OTT stopped trying to look like cinema. It stopped chasing validation through scale and awards alone. It began behaving like what it actually is in people’s lives: a daily companion.
Platforms like ChanaJor found their space here because that mindset was already baked in. The goal wasn’t to dominate a weekend launch. It was to quietly become part of someone’s everyday viewing routine.
That shift changed everything—from release strategies to how success was measured.
What 2025 Ultimately Taught the Industry
By the end of the year, three truths were impossible to ignore:
* Time is the most valuable thing a viewer gives you
* Retention matters more than reach
* Format must follow behaviour, not ego
Micro-drama didn’t take over because it was fashionable. It took over because it fit real life.
Looking Ahead
Micro-drama is not replacing long-form storytelling. It is redefining the baseline of engagement.
Longer shows will survive—but only when they earn their length.
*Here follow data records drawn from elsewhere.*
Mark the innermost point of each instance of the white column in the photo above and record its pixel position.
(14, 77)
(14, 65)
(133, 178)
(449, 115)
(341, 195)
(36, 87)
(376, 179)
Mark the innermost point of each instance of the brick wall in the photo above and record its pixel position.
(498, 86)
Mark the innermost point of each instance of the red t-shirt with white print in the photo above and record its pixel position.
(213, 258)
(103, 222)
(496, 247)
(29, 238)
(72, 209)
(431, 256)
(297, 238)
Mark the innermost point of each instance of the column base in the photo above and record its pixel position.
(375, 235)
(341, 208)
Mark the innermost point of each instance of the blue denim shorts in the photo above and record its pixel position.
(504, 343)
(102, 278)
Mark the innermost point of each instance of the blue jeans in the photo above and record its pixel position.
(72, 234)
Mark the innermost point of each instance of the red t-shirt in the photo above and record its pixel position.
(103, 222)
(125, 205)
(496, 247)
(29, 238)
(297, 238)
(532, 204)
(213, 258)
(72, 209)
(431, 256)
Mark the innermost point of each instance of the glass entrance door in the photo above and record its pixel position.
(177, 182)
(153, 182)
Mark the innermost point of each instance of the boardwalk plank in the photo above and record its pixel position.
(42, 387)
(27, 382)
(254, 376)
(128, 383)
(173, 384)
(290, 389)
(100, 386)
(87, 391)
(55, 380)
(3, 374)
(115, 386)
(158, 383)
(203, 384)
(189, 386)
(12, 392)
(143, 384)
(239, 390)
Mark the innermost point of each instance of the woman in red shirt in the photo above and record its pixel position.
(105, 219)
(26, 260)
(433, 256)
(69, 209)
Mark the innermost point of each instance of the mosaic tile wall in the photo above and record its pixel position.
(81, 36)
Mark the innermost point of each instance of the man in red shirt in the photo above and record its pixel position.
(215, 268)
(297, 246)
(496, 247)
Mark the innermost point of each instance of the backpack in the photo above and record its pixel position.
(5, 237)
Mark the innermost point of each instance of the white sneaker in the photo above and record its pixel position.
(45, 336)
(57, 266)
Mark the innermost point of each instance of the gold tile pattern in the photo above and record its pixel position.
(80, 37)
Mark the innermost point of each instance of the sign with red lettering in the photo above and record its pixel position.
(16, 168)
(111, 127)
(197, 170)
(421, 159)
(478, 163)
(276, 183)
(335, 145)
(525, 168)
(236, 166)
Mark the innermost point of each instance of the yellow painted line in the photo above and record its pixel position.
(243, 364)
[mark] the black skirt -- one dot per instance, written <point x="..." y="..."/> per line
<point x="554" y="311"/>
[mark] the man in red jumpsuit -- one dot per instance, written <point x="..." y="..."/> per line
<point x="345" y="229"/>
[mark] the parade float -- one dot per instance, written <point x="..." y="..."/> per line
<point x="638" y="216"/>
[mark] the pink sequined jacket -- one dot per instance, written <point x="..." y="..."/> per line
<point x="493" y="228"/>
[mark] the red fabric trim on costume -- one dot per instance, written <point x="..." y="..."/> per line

Short-form fiction will continue to evolve, becoming sharper, more emotionally confident, and better written.
Platforms like ChanaJor have shown that it’s possible to grow without shouting—by understanding the audience, respecting their time, and telling stories that feel real.
2025 wasn’t the year OTT became smaller. It was the year it became smarter.
Note: The views expressed in this article are solely the author’s and do not necessarily reflect our own.